Después de 1945, el nacionalismo se asoció en lo que se llamaría «tercer mundo» (Asia, África) a movimientos de liberación nacional y/o anti-imperilistas, pero también a regímenes militaristas y de partido único, y a movimientos tribales, tradicionalistas y religiosos, y estaría, desde luego, en la raíz de algunos de los más espinosos problemas internacionales de la posguerra: procesos de descolonización, conflicto árabe-israelí. En Europa occidental, el desprestigio de las ideas nacionalistas y de los nacionalismos nacionales generaría la aparición del proyecto territorial y político históricamente más novedoso entre las ideas que aflorarían en el continente en todo el siglo: la construcción de una Europa unida y supranacional, la construcción de la unidad europea. En la Europa central y del este, los nacionalismos parecieron desaparecer, por lo menos hasta 1989, bajo la hegemonía de la Unión Soviética y de los regímenes comunistas allí creados tras la II Guerra Mundial.
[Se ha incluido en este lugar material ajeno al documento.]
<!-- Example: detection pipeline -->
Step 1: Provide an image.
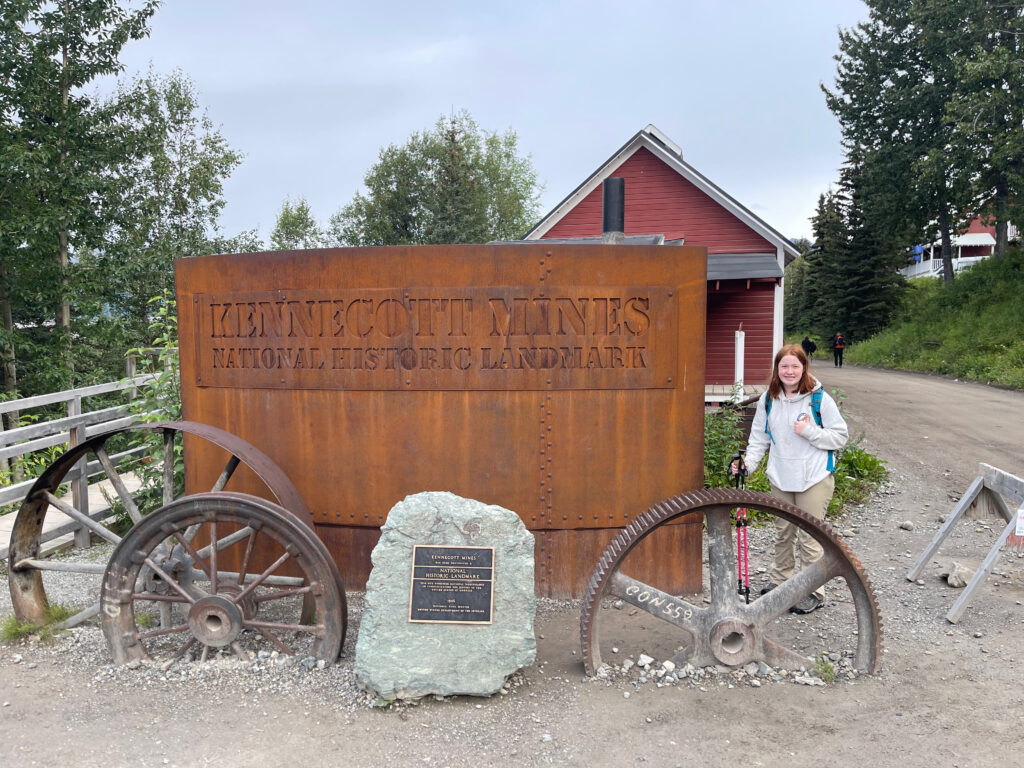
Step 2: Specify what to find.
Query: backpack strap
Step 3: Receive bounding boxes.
[765,397,775,445]
[811,389,836,472]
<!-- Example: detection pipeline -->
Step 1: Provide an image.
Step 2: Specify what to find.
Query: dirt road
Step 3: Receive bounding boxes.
[0,362,1024,768]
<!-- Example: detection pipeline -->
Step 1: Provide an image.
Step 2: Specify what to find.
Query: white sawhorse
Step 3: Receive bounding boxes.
[906,464,1024,624]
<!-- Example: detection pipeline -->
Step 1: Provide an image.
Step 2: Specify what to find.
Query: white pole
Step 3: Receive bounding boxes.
[732,331,745,402]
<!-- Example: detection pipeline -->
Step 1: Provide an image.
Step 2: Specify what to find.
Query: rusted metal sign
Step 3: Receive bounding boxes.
[176,244,707,596]
[194,286,678,390]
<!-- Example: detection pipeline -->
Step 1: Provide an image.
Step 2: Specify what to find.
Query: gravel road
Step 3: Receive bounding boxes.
[0,361,1024,768]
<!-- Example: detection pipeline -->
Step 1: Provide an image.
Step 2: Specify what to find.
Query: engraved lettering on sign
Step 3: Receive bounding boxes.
[196,286,679,397]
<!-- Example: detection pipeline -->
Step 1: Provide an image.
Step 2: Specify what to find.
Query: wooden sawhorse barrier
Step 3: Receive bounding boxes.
[906,464,1024,624]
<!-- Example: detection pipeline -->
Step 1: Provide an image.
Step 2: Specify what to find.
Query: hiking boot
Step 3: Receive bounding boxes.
[790,595,825,613]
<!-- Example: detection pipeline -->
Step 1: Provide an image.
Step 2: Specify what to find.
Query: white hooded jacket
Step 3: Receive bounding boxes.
[745,379,849,493]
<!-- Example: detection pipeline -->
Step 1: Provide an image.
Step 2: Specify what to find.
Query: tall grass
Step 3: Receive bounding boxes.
[846,248,1024,389]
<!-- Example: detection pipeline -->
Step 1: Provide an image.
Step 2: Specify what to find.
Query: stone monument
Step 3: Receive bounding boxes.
[355,493,537,699]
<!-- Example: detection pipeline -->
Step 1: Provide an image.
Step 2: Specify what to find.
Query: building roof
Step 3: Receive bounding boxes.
[708,253,783,281]
[953,232,995,248]
[490,234,667,246]
[522,125,800,266]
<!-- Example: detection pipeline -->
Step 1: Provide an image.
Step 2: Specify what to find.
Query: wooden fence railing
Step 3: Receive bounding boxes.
[0,369,154,557]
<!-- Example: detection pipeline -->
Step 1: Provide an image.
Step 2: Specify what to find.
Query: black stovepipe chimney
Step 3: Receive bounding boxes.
[601,176,626,236]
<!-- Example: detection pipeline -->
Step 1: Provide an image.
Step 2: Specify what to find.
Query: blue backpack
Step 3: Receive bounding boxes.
[765,389,836,472]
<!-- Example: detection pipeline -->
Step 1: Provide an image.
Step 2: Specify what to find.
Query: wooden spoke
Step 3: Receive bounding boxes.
[245,622,324,635]
[135,624,188,640]
[253,585,313,603]
[233,552,292,603]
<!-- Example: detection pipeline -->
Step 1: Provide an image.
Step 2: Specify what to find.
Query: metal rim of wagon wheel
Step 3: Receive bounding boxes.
[100,493,347,664]
[580,488,882,675]
[8,421,312,629]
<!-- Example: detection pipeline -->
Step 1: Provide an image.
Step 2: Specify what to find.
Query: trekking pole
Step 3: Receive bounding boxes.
[732,451,751,604]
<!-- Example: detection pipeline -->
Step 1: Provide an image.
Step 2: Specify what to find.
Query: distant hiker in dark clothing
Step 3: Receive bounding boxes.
[831,334,846,368]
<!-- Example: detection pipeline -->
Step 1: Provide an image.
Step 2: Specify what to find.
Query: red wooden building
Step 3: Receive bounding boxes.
[524,125,800,400]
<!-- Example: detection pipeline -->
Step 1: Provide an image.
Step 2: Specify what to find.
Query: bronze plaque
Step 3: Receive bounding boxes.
[175,244,707,597]
[194,286,678,390]
[409,544,495,624]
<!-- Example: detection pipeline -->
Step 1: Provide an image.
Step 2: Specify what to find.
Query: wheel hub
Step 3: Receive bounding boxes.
[709,618,758,667]
[188,595,242,648]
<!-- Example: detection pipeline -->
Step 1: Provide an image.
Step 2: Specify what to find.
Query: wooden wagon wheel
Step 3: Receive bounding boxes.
[8,421,312,628]
[100,493,346,664]
[580,488,882,675]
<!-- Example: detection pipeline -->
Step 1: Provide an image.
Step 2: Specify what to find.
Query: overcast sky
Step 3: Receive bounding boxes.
[110,0,867,244]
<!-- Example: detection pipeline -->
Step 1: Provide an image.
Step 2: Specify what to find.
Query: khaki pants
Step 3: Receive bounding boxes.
[769,475,836,600]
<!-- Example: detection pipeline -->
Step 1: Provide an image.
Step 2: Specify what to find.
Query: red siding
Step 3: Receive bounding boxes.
[544,147,775,253]
[705,282,775,384]
[544,147,775,384]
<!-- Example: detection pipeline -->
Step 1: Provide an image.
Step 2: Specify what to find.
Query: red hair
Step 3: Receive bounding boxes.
[768,344,814,400]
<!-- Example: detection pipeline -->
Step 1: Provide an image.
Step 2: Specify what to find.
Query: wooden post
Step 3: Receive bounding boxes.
[68,396,92,548]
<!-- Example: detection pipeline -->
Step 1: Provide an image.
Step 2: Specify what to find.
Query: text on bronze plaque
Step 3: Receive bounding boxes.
[409,544,495,624]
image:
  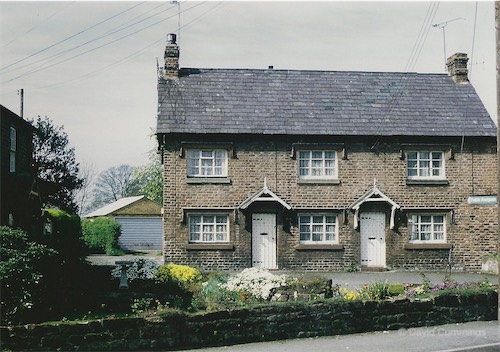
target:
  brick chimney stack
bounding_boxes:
[163,33,179,79]
[446,53,469,83]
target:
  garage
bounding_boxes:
[115,216,163,251]
[84,196,163,251]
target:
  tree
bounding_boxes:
[0,226,56,325]
[75,162,97,216]
[93,165,139,209]
[133,153,163,204]
[30,116,83,213]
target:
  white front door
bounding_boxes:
[252,214,278,269]
[360,213,385,267]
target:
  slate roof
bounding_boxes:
[157,69,496,137]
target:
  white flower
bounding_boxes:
[220,268,293,299]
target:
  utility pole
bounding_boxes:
[17,88,24,117]
[495,1,500,320]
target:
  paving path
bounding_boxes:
[181,321,500,352]
[87,251,499,289]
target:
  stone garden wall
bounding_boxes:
[0,292,498,351]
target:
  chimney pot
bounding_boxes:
[446,53,469,83]
[163,33,179,80]
[167,33,177,44]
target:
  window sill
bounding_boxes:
[186,243,234,251]
[297,179,340,185]
[404,243,452,250]
[186,177,231,185]
[406,179,450,186]
[295,244,344,251]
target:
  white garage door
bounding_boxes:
[115,216,163,251]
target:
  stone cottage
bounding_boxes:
[0,105,42,236]
[157,35,498,271]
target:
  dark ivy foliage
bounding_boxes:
[30,116,83,213]
[0,226,57,325]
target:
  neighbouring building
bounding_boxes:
[0,105,42,235]
[84,196,163,251]
[157,35,498,271]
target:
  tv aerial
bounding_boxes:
[432,17,465,72]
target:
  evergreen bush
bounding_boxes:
[82,217,121,255]
[0,226,56,325]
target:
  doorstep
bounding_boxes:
[361,266,388,273]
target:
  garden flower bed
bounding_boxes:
[0,260,498,350]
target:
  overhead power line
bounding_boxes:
[0,2,205,84]
[0,2,145,71]
[35,1,224,89]
[2,4,170,74]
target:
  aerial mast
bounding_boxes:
[432,17,465,72]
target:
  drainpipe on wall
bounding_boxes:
[495,1,500,320]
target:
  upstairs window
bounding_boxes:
[408,214,446,243]
[299,150,338,179]
[187,149,227,177]
[9,127,17,172]
[189,215,229,243]
[299,214,338,244]
[406,151,445,180]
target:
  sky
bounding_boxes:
[0,1,497,173]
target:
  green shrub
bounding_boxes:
[0,226,56,324]
[388,284,405,297]
[82,217,121,255]
[196,276,244,312]
[42,209,87,263]
[360,282,391,300]
[156,263,202,287]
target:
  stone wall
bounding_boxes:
[163,136,498,271]
[0,292,498,351]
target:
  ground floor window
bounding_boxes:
[189,215,229,243]
[299,214,338,244]
[408,214,446,243]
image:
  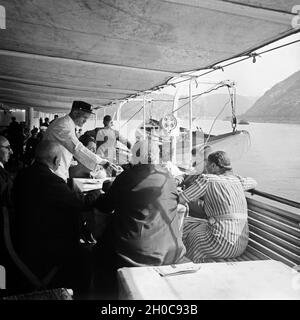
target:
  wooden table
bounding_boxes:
[118,260,300,300]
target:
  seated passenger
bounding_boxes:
[12,141,89,289]
[69,134,107,179]
[98,141,185,267]
[180,151,257,263]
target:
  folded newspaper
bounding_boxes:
[154,262,201,277]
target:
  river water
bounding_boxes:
[190,120,300,202]
[85,119,300,202]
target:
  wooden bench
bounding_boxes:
[208,191,300,267]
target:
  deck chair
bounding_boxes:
[1,206,58,290]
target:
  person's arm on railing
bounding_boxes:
[236,175,257,191]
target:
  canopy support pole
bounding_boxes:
[188,79,194,167]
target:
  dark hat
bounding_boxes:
[208,151,232,170]
[72,101,93,113]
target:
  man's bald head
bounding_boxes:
[35,140,62,170]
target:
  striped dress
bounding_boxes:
[181,174,256,263]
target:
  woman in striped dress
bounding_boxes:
[180,151,257,263]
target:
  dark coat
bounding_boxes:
[0,166,13,209]
[13,162,85,282]
[98,164,185,267]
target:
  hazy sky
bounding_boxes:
[164,33,300,96]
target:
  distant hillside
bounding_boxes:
[102,93,257,120]
[242,71,300,123]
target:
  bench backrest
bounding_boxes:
[246,198,300,267]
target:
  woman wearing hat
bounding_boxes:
[180,151,257,263]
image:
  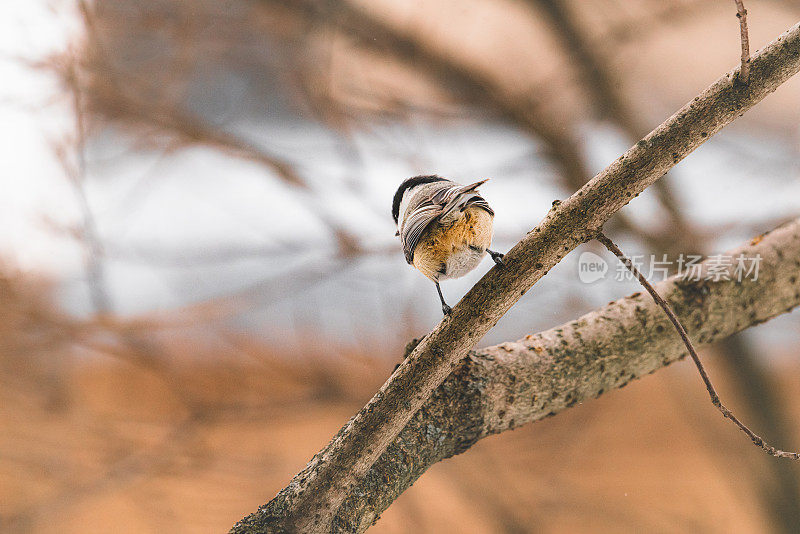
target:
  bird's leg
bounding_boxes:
[486,248,505,265]
[434,282,452,315]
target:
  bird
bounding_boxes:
[392,174,504,315]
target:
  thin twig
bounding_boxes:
[597,232,800,460]
[733,0,750,83]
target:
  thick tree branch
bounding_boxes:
[241,219,800,533]
[234,18,800,534]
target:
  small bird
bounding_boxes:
[392,175,503,315]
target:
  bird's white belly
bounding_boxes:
[439,247,486,280]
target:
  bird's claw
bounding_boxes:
[489,252,506,265]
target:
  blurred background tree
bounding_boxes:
[0,0,800,533]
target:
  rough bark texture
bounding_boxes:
[234,219,800,532]
[233,18,800,534]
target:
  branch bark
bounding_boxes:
[233,19,800,534]
[734,0,750,83]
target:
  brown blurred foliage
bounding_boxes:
[0,0,800,533]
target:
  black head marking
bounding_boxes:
[392,174,447,224]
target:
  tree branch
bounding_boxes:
[234,18,800,534]
[241,219,800,533]
[734,0,750,83]
[597,232,800,460]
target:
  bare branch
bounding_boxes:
[234,24,800,534]
[733,0,750,83]
[597,232,800,460]
[238,219,800,534]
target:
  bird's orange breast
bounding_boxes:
[413,206,493,281]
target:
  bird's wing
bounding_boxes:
[400,180,494,263]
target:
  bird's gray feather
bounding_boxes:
[400,180,494,263]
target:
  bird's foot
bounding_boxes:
[486,249,505,265]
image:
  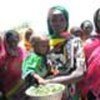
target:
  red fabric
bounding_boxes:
[84,35,100,59]
[0,48,23,92]
[78,34,100,95]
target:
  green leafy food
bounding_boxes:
[27,84,64,96]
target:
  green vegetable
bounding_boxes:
[27,84,64,96]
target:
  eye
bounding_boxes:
[51,18,57,23]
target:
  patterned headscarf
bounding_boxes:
[47,6,69,35]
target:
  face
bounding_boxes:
[50,13,67,33]
[7,36,19,49]
[83,21,93,35]
[34,41,49,55]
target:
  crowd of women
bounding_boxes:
[0,6,100,100]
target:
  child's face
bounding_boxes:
[50,13,67,33]
[34,41,49,55]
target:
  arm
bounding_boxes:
[43,39,86,83]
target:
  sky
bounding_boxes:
[0,0,100,33]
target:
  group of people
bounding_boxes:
[0,6,100,100]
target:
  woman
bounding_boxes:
[79,8,100,100]
[44,6,85,100]
[0,30,24,100]
[80,20,93,41]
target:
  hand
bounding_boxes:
[51,69,59,76]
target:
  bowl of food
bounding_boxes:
[25,83,65,100]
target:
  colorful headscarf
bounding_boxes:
[47,6,69,35]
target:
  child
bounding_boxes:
[22,35,49,86]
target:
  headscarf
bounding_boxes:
[94,8,100,33]
[47,6,69,35]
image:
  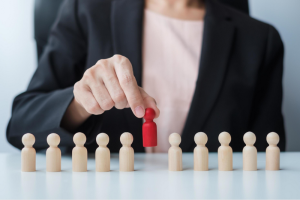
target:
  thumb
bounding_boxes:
[139,87,160,118]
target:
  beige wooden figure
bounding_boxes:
[218,132,232,171]
[119,132,134,172]
[72,132,88,172]
[168,133,182,171]
[266,132,280,170]
[21,133,36,172]
[243,132,257,171]
[46,133,61,172]
[194,132,208,171]
[95,133,110,172]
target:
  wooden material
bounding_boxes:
[168,133,182,171]
[266,132,280,170]
[218,132,232,171]
[72,132,88,172]
[119,132,134,172]
[46,133,61,172]
[243,132,257,171]
[194,132,208,171]
[143,108,157,147]
[95,133,110,172]
[21,133,36,172]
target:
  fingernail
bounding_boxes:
[134,106,145,117]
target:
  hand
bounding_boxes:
[74,55,160,118]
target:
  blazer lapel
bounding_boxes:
[111,0,144,86]
[181,0,235,151]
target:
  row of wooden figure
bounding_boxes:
[21,132,280,172]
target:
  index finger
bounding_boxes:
[114,57,145,118]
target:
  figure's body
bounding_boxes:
[218,132,233,171]
[21,133,36,172]
[143,108,157,147]
[95,133,110,172]
[243,132,257,171]
[266,132,280,170]
[7,0,285,153]
[168,133,182,171]
[72,133,88,172]
[194,132,208,171]
[119,132,134,172]
[46,133,61,172]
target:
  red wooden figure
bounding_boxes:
[143,108,157,147]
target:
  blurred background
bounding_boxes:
[0,0,300,152]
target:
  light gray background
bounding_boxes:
[0,0,300,152]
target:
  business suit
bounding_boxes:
[7,0,285,152]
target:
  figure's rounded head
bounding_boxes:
[96,133,109,146]
[267,132,279,145]
[73,132,86,146]
[194,132,208,146]
[219,132,231,145]
[47,133,60,147]
[22,133,35,147]
[169,133,181,146]
[144,108,155,120]
[243,132,256,145]
[120,132,133,146]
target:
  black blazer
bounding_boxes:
[7,0,285,152]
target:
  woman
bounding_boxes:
[7,0,285,152]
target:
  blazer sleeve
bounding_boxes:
[6,0,94,150]
[249,26,285,151]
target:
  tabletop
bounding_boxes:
[0,152,300,199]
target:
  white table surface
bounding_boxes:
[0,153,300,199]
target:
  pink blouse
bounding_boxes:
[142,10,204,153]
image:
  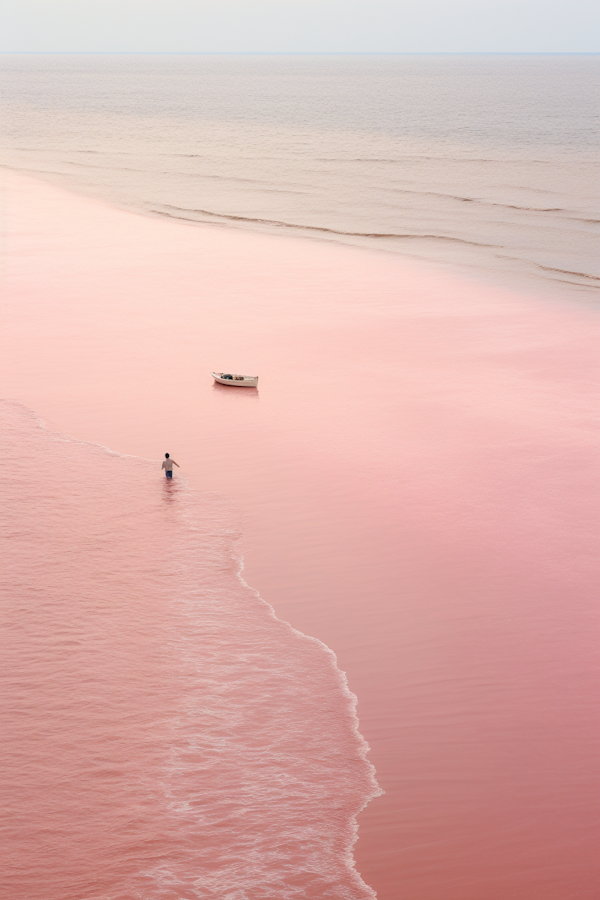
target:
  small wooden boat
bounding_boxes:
[210,372,258,387]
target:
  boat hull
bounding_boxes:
[210,372,258,387]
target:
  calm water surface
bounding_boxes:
[0,55,600,299]
[0,56,600,900]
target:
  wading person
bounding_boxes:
[161,453,179,478]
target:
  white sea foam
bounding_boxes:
[0,402,379,900]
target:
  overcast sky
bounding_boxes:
[0,0,600,53]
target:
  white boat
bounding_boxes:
[210,372,258,387]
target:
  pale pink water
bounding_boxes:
[2,175,600,900]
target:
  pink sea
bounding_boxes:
[0,56,600,900]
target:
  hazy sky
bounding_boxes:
[0,0,600,53]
El nacionalismo reaparecería, con todo, en las últimas décadas del siglo: nacionalismos de minorías, etno-nacionalismos, en la Europa desarrollada y próspera de la Unión Europea (con particular incidencia en Irlanda del Norte, en Bélgica y en España, donde el resurgimiento de los nacionalismos regionales llevaría a partir de 1975 a la creación de un nuevo tipo de Estado, basado en la autonomía política de las regiones); reivindicaciones nacionales, declaraciones de independencia, formación de nuevos estados, en la Europa del este tras el colapso del comunismo en 1989 y la desintegración de la Unión Soviética y de Yugoslavia. El IRA nor-irlandés y la ETA vasca refundarían, respectivamente, los nacionalismos nor-irlandés y vasco sobre la violencia y el terrorismo; guerras y conflictos inter-étnicos de extrema gravedad asolarían los procesos de independencia y secesión de los nuevos estados balcánicos y ex soviéticos.

Cuando terminaba el siglo XX, la cuestión nacional, que se pensaba desaparecería en una Europa cada vez más «europeísta» e integrada, volvió, pues, a generar, como señalaba el historiador francés François Furet, fanatismo y masacres. Acton dejó ya dicho en su citado ensayo que la «nacionalidad» no aspiraba ni a la libertad ni a la prosperidad, sino que, si le era necesario, sacrificaba ambas a las necesidades imperativas de la construcción nacional.